Sign errors, and other tiny errors that are very easy to make, can totally mess up calculations and derivations. There are so many opportunities to make these sorts of mistakes that in even a moderately simple derivation there's a significant possibility of making at least one such mistake. This is why checking your results is so important. For example, after figuring out the roots of a quadratic, try putting them in and making sure that $y$ actually does $=0$! Now, most people hate sign errors, and this makes sense: It wastes time and reminds you that no matter how hard you try, Wolfram Alpha will always be better at math that you are, and you'll wonder why you're being put through this pain when you could just let a computer that doesn't make simple errors do the work for you!? (Answer: If you actually want to understand math, which is more and more important as you get into the advanced math used in science and engineering, you need to know what's going on under the hood, even if you can't do it as well as the computer can.)

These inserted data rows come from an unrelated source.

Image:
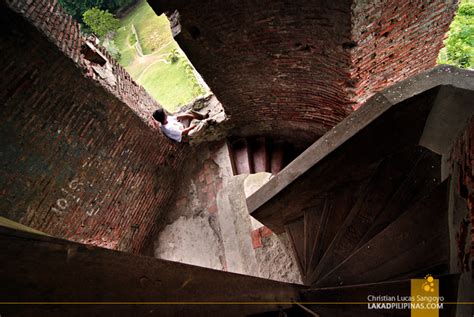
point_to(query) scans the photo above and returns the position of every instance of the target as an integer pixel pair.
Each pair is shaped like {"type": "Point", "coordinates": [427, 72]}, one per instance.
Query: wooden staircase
{"type": "Point", "coordinates": [257, 154]}
{"type": "Point", "coordinates": [377, 201]}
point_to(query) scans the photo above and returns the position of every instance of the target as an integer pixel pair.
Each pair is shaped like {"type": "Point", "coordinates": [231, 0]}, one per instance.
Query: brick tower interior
{"type": "Point", "coordinates": [81, 160]}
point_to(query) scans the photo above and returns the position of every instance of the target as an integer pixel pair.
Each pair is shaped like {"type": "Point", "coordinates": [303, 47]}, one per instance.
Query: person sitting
{"type": "Point", "coordinates": [179, 127]}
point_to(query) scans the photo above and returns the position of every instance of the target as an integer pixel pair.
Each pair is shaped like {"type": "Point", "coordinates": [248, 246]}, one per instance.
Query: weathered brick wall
{"type": "Point", "coordinates": [76, 161]}
{"type": "Point", "coordinates": [278, 67]}
{"type": "Point", "coordinates": [60, 29]}
{"type": "Point", "coordinates": [394, 39]}
{"type": "Point", "coordinates": [299, 67]}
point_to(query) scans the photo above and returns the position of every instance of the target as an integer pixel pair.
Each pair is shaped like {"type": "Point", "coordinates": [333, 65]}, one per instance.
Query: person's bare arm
{"type": "Point", "coordinates": [186, 131]}
{"type": "Point", "coordinates": [185, 116]}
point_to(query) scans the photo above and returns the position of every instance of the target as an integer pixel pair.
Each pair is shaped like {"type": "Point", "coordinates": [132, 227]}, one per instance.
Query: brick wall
{"type": "Point", "coordinates": [76, 161]}
{"type": "Point", "coordinates": [299, 67]}
{"type": "Point", "coordinates": [393, 40]}
{"type": "Point", "coordinates": [278, 67]}
{"type": "Point", "coordinates": [60, 29]}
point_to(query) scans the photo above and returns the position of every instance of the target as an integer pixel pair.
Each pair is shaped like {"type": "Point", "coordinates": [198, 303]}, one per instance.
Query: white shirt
{"type": "Point", "coordinates": [172, 129]}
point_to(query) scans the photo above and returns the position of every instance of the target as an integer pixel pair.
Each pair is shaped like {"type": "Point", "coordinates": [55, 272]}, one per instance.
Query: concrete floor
{"type": "Point", "coordinates": [210, 225]}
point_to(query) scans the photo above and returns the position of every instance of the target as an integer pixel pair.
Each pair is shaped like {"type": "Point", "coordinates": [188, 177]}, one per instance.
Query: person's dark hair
{"type": "Point", "coordinates": [159, 115]}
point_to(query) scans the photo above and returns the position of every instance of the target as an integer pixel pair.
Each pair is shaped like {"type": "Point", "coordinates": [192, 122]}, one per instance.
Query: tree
{"type": "Point", "coordinates": [76, 8]}
{"type": "Point", "coordinates": [101, 22]}
{"type": "Point", "coordinates": [459, 46]}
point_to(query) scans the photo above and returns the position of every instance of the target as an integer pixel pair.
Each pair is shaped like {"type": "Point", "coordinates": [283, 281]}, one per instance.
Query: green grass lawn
{"type": "Point", "coordinates": [170, 84]}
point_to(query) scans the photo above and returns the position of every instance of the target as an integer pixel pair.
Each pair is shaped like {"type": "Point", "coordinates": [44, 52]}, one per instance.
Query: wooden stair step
{"type": "Point", "coordinates": [404, 246]}
{"type": "Point", "coordinates": [448, 288]}
{"type": "Point", "coordinates": [368, 206]}
{"type": "Point", "coordinates": [295, 231]}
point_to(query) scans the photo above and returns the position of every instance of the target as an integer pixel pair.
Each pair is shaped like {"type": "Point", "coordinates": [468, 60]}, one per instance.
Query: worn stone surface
{"type": "Point", "coordinates": [212, 200]}
{"type": "Point", "coordinates": [191, 240]}
{"type": "Point", "coordinates": [235, 226]}
{"type": "Point", "coordinates": [196, 207]}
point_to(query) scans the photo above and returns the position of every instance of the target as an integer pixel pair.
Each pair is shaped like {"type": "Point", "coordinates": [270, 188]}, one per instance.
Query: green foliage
{"type": "Point", "coordinates": [132, 40]}
{"type": "Point", "coordinates": [101, 22]}
{"type": "Point", "coordinates": [112, 49]}
{"type": "Point", "coordinates": [466, 9]}
{"type": "Point", "coordinates": [173, 56]}
{"type": "Point", "coordinates": [459, 46]}
{"type": "Point", "coordinates": [77, 8]}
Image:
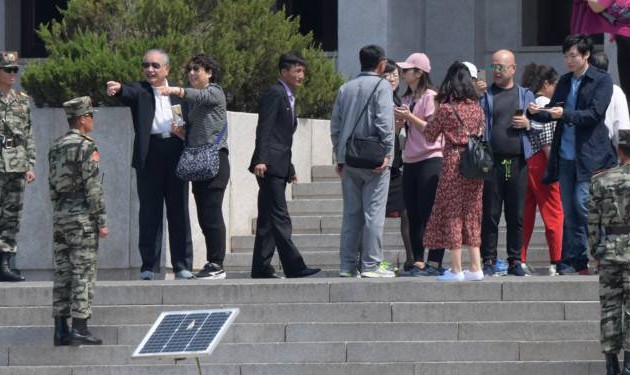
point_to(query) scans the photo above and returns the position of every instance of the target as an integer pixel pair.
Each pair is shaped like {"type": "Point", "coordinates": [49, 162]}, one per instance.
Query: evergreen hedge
{"type": "Point", "coordinates": [97, 41]}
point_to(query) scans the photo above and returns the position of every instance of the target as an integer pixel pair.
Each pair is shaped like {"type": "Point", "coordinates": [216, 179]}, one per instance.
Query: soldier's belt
{"type": "Point", "coordinates": [72, 195]}
{"type": "Point", "coordinates": [10, 142]}
{"type": "Point", "coordinates": [618, 230]}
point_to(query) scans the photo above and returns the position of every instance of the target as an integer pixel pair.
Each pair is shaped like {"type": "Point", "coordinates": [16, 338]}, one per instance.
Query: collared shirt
{"type": "Point", "coordinates": [291, 97]}
{"type": "Point", "coordinates": [163, 117]}
{"type": "Point", "coordinates": [567, 148]}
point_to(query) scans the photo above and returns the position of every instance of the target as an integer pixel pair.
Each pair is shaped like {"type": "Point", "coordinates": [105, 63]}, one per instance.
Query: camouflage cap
{"type": "Point", "coordinates": [78, 107]}
{"type": "Point", "coordinates": [8, 58]}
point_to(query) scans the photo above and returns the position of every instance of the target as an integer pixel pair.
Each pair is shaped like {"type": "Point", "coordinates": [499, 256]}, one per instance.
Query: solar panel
{"type": "Point", "coordinates": [181, 334]}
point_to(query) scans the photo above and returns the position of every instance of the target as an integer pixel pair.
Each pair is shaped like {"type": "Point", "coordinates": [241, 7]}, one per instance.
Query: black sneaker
{"type": "Point", "coordinates": [488, 267]}
{"type": "Point", "coordinates": [211, 271]}
{"type": "Point", "coordinates": [516, 269]}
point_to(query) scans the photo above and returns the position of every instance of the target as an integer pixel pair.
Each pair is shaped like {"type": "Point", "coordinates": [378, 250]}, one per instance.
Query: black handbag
{"type": "Point", "coordinates": [200, 163]}
{"type": "Point", "coordinates": [476, 160]}
{"type": "Point", "coordinates": [365, 152]}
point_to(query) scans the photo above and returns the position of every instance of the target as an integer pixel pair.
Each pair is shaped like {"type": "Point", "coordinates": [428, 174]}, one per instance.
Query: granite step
{"type": "Point", "coordinates": [579, 367]}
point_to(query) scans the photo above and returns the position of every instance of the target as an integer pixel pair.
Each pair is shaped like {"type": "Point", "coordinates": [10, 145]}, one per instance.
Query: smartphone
{"type": "Point", "coordinates": [556, 104]}
{"type": "Point", "coordinates": [481, 75]}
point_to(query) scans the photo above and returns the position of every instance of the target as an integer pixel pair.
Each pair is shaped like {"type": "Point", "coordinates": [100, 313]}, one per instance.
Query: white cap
{"type": "Point", "coordinates": [471, 68]}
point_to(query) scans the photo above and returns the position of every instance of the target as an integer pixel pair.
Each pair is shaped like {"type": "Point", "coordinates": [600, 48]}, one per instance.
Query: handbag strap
{"type": "Point", "coordinates": [365, 107]}
{"type": "Point", "coordinates": [220, 135]}
{"type": "Point", "coordinates": [459, 119]}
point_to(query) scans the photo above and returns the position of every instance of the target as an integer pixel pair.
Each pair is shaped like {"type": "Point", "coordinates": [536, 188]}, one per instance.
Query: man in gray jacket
{"type": "Point", "coordinates": [367, 103]}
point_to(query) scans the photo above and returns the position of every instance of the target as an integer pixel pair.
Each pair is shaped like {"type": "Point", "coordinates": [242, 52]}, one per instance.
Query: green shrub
{"type": "Point", "coordinates": [104, 40]}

But,strange as it may sound, I actually *love* these little
errors -- in moderation anyhow. I too can become frustrated if I'm
trying to a bunch of results and I am tired and so keep making
mistakes. But if I'm just doing math for fun, which I often do, I find
getting the wrong answer to actually be both fun and educational.

One reason that I like making mistakes is that I don't feel like checking my results was wasted effort. But the main reason I like making mistakes is that I like the detective work of figuring out what went wrong.

Math has many different kinds of pleasures. There is
the *"Tada!"* pleasure of figuring out a new technique and
seeing it work. Then there is the *"Cool!"* pleasure of
understanding how a new proof works, and the very
rarified *"Bam!"* pleasure of discovering a proof or derivation
for yourself that you've worked really hard on. (This can be so even
if the proof you've discovered is not a new one to the whole world;
rarely do you get to prove something that hasn't been proved before,
but it's still very satisfying to discover a proof that's new
to *you* even if it's not new to the world.)

Finding and fixing tiny errors, such as sign errors that led you down
the garden path to an incorrect result is a different kind of pleasure
-- something like *Aha!*, and then you get the *"Bam!"*
when the derivation concludes correctly. Another kind of pleasure that
error correction provides is the pleasure of telling
self-deprecating *"I was such an idiot!"* war stories, which
are good in classrooms to show your students that you're human too,
and that their mistakes aren't to be taken as a demonstration of their
failure, but rather as a demonstration of the success of checking
their results, and of their prowess as a mathematical detective.

As they say: *To Err is Human*. To able to fix your errs is one
of those small satisfactions that comes with being human.